Clinical comparison of robotic-assisted and traditional laparoscopic operations in the treatment of early stage ovarian cancer
10.19401/j.cnki.1007-3639.2018.02.012
- VernacularTitle:机器人与腹腔镜手术治疗早期卵巢癌的临床比较
- Author:
Fangfang GUO
1
;
Wenjuan FENG
;
Dongqing LI
;
Li QI
;
Yong YUAN
Author Information
1. 吉林省肿瘤医院妇瘤二科
- Keywords:
Early ovarian cancer;
Robot;
Laparoscopy
- From:
China Oncology
2018;28(2):151-155
- CountryChina
- Language:Chinese
-
Abstract:
Background and Purpose: With the rapid development of minimally invasive technique, robotic surgery is widely used in the gynecological surgery. This study aimed to compare the clinical data of roboticassisted laparoscopy and laparotomy in the treatment of early ovarian cancer.

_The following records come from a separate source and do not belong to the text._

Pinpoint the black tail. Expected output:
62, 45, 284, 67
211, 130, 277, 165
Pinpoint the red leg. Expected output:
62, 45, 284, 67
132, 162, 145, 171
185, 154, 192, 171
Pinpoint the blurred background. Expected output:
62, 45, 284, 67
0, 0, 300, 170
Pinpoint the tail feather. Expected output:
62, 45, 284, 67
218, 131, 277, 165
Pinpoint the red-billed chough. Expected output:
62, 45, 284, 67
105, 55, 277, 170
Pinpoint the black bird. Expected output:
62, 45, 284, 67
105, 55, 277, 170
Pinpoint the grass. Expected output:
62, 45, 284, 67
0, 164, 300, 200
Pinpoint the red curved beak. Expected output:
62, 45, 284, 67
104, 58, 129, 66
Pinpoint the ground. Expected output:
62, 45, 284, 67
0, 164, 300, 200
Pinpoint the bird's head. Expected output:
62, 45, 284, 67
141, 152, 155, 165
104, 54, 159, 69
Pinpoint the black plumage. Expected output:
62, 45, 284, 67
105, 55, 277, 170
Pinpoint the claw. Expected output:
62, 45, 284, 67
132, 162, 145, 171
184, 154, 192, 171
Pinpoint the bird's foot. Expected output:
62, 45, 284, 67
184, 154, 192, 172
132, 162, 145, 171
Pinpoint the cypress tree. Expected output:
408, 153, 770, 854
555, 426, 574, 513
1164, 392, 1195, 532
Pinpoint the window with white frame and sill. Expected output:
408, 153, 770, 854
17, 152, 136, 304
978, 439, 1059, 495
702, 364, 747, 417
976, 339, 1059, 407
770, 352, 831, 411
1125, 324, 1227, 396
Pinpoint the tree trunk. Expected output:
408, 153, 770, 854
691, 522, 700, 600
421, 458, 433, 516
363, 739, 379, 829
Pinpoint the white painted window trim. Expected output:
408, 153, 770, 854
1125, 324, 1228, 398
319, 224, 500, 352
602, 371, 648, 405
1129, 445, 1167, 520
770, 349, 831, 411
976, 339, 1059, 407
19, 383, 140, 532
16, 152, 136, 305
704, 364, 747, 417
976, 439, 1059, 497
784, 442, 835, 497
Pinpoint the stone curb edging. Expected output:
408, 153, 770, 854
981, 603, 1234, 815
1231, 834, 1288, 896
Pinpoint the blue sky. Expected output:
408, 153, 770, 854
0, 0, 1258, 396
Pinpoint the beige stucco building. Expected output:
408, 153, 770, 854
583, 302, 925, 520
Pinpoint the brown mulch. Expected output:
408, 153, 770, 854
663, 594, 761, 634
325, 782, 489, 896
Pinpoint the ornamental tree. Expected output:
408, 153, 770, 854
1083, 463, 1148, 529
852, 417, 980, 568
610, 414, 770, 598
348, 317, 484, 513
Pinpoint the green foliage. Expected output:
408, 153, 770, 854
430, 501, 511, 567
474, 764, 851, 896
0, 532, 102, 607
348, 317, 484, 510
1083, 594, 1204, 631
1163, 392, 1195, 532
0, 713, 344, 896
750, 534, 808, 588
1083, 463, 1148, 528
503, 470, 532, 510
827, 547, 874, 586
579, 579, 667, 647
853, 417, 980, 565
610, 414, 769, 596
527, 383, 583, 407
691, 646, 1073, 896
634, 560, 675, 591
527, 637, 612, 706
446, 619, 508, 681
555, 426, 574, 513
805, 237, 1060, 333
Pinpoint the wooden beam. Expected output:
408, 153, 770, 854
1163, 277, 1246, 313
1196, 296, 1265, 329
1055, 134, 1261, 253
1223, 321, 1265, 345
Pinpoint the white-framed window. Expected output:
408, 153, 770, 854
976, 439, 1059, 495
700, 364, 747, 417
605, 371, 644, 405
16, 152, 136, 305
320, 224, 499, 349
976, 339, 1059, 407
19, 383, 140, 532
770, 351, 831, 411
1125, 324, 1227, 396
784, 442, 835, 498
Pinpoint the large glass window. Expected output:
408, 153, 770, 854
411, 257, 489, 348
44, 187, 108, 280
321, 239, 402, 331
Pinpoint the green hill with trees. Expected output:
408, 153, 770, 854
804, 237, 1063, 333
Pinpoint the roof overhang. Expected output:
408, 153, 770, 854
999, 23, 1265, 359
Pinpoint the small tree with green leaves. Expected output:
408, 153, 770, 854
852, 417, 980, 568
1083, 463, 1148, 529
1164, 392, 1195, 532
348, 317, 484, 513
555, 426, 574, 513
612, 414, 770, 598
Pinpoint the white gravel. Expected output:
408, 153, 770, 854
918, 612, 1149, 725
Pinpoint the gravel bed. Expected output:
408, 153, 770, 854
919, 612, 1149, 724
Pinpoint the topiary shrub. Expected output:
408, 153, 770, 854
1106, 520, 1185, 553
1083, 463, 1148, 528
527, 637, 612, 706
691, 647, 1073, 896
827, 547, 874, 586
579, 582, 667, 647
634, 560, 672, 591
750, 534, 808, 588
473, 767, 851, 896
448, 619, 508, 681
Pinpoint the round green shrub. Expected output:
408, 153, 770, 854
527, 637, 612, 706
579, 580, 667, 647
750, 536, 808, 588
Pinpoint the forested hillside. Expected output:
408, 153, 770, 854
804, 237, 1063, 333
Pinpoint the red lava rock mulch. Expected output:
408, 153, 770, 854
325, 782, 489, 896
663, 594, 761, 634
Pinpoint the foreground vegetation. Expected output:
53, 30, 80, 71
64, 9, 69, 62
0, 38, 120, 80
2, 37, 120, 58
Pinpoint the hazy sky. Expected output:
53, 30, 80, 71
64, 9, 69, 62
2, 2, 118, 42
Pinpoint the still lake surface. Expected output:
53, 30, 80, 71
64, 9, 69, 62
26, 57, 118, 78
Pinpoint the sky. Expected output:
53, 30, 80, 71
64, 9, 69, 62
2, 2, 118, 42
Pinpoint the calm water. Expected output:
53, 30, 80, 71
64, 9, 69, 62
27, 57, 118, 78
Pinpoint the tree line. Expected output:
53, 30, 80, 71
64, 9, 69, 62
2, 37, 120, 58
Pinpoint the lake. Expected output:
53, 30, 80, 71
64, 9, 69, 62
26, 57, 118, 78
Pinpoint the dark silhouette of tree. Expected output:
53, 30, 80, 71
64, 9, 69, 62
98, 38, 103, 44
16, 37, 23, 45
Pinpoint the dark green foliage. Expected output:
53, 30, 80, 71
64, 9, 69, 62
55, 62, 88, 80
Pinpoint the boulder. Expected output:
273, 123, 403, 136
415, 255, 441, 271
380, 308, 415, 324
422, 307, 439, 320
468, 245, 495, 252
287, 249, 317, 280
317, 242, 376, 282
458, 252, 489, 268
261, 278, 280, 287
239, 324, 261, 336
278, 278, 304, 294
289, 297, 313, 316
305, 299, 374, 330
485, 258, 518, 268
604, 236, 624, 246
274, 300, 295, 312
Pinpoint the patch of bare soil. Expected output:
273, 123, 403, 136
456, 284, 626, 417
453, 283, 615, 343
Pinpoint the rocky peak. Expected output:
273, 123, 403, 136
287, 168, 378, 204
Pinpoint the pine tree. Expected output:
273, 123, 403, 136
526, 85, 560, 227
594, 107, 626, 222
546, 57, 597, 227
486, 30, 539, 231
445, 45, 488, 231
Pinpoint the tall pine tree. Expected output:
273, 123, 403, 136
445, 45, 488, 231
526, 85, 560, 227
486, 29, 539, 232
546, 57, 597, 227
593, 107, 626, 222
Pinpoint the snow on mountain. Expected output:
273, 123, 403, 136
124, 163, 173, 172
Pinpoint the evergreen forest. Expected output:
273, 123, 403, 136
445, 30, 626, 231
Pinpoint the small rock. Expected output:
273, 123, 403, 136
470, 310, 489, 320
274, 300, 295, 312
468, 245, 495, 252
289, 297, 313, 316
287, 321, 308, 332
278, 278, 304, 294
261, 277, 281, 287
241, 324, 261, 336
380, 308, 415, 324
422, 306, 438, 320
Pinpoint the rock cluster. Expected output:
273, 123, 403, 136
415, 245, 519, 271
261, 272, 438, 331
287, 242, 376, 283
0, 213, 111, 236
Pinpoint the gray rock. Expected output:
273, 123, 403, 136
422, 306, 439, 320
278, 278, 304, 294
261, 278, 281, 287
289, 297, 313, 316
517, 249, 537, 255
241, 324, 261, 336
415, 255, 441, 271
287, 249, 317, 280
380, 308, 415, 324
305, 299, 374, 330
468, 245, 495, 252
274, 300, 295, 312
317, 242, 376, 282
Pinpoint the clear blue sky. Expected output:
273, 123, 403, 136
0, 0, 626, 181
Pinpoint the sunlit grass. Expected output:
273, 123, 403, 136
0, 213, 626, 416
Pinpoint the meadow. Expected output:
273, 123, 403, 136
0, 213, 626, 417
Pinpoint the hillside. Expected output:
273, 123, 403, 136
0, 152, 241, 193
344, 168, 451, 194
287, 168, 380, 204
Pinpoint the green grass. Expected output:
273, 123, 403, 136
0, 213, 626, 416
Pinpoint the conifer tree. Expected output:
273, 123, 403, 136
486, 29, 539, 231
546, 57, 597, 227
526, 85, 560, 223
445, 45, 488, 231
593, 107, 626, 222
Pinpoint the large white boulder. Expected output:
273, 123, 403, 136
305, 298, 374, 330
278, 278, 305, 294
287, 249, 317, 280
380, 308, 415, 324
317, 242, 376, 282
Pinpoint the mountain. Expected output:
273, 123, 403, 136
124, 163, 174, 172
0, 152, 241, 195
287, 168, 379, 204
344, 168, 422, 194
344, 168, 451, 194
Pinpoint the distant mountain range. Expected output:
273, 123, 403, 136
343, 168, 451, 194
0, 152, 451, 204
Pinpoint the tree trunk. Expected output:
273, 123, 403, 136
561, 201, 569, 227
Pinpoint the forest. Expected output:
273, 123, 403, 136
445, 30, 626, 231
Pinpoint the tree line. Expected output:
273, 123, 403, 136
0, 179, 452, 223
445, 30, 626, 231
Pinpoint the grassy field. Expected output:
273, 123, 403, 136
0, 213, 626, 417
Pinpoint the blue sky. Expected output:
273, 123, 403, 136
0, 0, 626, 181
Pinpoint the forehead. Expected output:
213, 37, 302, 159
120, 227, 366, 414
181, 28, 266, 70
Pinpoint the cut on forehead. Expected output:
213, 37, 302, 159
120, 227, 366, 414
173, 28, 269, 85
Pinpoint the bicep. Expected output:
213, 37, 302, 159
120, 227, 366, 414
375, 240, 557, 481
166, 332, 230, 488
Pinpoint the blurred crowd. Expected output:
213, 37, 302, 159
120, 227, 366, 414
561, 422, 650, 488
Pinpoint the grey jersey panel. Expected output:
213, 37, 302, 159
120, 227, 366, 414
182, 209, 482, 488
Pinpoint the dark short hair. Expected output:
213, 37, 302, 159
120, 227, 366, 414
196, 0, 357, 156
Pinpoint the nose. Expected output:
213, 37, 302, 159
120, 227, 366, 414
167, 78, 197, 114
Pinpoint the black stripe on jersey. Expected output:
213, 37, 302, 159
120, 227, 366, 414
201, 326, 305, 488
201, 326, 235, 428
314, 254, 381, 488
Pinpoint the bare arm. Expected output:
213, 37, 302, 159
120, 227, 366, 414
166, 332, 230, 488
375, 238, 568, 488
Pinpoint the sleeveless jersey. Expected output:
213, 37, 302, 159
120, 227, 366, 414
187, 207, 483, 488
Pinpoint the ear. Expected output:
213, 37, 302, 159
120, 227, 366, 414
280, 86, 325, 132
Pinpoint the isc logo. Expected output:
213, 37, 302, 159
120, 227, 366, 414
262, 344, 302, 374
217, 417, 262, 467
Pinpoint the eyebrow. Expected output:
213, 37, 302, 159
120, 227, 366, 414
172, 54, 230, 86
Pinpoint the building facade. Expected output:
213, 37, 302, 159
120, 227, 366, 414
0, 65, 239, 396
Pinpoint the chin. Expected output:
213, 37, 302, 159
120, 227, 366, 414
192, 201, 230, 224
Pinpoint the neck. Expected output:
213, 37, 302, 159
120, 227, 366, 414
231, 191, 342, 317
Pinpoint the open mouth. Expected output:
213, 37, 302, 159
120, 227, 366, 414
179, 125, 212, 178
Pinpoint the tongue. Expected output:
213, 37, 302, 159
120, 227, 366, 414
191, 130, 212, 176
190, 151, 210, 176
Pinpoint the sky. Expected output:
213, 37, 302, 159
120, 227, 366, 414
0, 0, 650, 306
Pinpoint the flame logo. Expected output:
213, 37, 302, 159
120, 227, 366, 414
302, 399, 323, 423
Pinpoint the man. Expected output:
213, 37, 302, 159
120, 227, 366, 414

Methods: A total of 22 patients with early ovarian cancer receiving stage Ⅰ operation between Jan. 2015 and Dec. 2016 in Jilin Province Tumor Hospital were randomly divided into two groups: 8 patients received robotic-assisted surgery (robotic-assisted laparoscopic group), 14 patients received laparotomy (laparotomy group). Results: All patients underwent successful operation without changing surgical approach. The operation time in robotic-assisted laparoscopic group was longer than that in laparotomy group [(194.50±10.90) min vs (178.71±10.58) min, P<0.05]. Blood loss volume [(60.10±8.88) mL vs (73.71±12.99) mL], 24 hours postoperative drainage volumes of robotic-assisted laparoscopic group were less than those in laparotomy group [(96.88±10.21) mL vs (108.00±11.43) mL, P<0.05]. Others had no statistical significance (P>0.05). Conclusion: In the clinical treatment of early ovarian cancer, there is no difference between robotic-assisted laparoscopic operation and laparotomy. Robotic-assisted laparoscopic operation is worthy of clinical promotion and application.